A Peale Family Christmas Tradition

The faces and voices may have changed, but this holiday tradition keeps family connected.

Posted in , Dec 20, 2014

Norman Vincent Peale began a family Christmas tradition.

Traditions. You might have them for birthdays, annual family vacations, back to school. But I think Christmastime provides a pretty terrific tee-up for traditions to be continued and for new traditions to be made.

Holiday traditions can be bittersweet if you have lost someone you love, yet they can still bring fulfillment.
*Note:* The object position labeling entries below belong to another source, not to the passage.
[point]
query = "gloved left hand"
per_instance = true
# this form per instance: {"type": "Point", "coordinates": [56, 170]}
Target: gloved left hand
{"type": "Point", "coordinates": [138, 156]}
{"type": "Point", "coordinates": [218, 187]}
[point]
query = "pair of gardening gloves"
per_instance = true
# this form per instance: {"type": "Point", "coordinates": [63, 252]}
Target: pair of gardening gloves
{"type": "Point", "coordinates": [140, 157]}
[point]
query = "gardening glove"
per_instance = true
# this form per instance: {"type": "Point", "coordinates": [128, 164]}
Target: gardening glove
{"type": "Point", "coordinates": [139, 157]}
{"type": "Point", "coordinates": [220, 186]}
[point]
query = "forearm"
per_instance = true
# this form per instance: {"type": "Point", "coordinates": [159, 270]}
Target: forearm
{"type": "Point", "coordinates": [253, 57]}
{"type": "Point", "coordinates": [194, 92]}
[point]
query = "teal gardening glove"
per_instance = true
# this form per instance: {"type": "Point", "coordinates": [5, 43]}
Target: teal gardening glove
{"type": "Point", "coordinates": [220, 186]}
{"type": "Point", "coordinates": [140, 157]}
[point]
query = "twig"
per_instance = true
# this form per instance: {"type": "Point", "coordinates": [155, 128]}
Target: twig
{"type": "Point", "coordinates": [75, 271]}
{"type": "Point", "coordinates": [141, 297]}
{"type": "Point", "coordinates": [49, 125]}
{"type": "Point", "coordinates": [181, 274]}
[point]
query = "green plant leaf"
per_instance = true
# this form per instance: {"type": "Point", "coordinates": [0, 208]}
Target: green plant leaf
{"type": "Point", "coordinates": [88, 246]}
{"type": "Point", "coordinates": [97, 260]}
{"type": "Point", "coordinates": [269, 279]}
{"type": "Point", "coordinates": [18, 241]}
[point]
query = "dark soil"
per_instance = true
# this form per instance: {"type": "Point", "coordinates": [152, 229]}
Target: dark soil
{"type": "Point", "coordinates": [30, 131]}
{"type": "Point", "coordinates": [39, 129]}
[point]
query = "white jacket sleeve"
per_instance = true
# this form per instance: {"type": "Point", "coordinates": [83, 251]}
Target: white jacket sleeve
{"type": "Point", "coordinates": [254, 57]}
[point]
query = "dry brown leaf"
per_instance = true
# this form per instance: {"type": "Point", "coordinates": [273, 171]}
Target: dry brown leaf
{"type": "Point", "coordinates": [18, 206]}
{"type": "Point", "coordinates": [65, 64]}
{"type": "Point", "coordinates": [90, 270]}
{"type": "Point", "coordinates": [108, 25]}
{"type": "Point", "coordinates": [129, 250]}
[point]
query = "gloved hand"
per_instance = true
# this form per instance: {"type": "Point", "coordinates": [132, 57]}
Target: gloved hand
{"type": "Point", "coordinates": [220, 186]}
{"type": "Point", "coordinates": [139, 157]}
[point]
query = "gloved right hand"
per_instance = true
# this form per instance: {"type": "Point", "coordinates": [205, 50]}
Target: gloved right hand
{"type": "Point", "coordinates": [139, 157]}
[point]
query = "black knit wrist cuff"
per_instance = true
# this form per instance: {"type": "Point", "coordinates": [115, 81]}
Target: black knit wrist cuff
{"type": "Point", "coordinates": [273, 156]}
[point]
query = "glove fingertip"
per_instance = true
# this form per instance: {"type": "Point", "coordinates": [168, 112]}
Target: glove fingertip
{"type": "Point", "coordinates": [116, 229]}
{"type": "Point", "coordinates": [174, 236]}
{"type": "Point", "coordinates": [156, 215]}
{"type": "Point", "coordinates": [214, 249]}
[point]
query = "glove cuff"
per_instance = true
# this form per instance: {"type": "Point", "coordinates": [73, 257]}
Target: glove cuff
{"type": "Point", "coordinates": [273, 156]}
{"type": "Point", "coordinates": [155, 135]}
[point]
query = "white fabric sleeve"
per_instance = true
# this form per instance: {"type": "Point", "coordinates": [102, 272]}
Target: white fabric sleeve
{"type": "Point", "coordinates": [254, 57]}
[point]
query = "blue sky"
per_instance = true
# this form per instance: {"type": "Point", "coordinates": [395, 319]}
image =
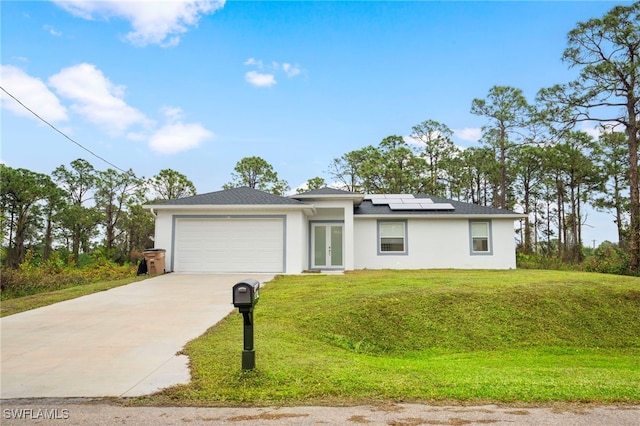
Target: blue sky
{"type": "Point", "coordinates": [195, 86]}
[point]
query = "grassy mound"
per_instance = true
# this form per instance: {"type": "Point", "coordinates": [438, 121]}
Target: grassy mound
{"type": "Point", "coordinates": [480, 318]}
{"type": "Point", "coordinates": [427, 335]}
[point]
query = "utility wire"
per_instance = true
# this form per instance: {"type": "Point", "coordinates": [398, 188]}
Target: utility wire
{"type": "Point", "coordinates": [59, 131]}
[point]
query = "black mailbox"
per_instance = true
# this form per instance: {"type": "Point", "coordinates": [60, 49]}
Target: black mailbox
{"type": "Point", "coordinates": [246, 293]}
{"type": "Point", "coordinates": [245, 296]}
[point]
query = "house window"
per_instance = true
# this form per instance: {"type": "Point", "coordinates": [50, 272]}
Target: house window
{"type": "Point", "coordinates": [392, 238]}
{"type": "Point", "coordinates": [480, 237]}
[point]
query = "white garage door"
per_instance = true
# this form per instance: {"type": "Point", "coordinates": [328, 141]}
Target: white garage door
{"type": "Point", "coordinates": [229, 245]}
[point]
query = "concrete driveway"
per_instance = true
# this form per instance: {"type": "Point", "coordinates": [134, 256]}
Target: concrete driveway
{"type": "Point", "coordinates": [120, 342]}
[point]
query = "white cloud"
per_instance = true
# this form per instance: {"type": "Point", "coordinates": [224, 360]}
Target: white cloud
{"type": "Point", "coordinates": [253, 61]}
{"type": "Point", "coordinates": [259, 79]}
{"type": "Point", "coordinates": [51, 30]}
{"type": "Point", "coordinates": [152, 21]}
{"type": "Point", "coordinates": [468, 134]}
{"type": "Point", "coordinates": [96, 98]}
{"type": "Point", "coordinates": [177, 137]}
{"type": "Point", "coordinates": [173, 114]}
{"type": "Point", "coordinates": [290, 70]}
{"type": "Point", "coordinates": [32, 92]}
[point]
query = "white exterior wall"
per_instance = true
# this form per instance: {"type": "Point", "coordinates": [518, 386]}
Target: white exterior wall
{"type": "Point", "coordinates": [435, 243]}
{"type": "Point", "coordinates": [295, 232]}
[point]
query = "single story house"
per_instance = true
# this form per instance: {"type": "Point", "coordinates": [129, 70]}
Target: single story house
{"type": "Point", "coordinates": [247, 230]}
Knowing there’s a get-together you can count on every year gives a sense of connectedness and stability.

My family has a tradition that has been celebrated in my parents’ home since before I was born, and I hope will continue long after I’m gone.

Following the annual Christmas Eve Pageant at Christ Church on Quaker Hill, Grandma and Grandpa Peale would come to our home, which was once theirs, in Pawling, New York.

Before dinner, we would gather in the “Christmas Room,” all of us dressed in our festive finery.

Grandpa Peale would sit in the same chair, with his legs crossed characteristically, open a Bible my mother had been given by Marble Collegiate Church when she was a child, and read from the Gospel of Luke 2:1-20.

Even as very little children, squirmy as we could be, we knew this was a sacred story, that these were sacred moments together.

As we became more aware of the important work Grandma and Grandpa did and the places they went and the lives that they were able, so gratefully, to touch, we understood that in those Christmas Eve moments we were truly blessed–blessed by the story being read, blessed by the presence of peace and togetherness and blessed by this tradition.

After Grandpa Peale passed away on Christmas Eve 1995 at 93 years of age, my father took over the reading of Luke on Christmas Eve, and after my father passed away in 2002, my brother, Andrew, took on this honored role.

With long-running traditions, faces and voices inevitably change. There is surely some sadness in this, but the sweetness lies in experiencing the tradition each year with eyes and hearts open to the people (present and past), the place, and the actions that make each year’s celebration meaningful and uplifting.

This Christmas Eve there will be 22 people at my mother’s home, the same house in Pawling. Our dear family friends, the Smiths (three generations of them), will join us as, as they have for more than 40 years.

There will be reconnecting, memories shared and traditions honored (not to mention delicious food eaten!). Even our six-year-old son is looking forward to those moments all together in the Christmas Room on Christmas Eve…and not just for the presents he will receive after listening to the Gospel of Luke.

Merry, Merry Christmas to each of you. May your Christmas traditions, long-standing or brand-new, bring you a reassuring sense of wonder and joy.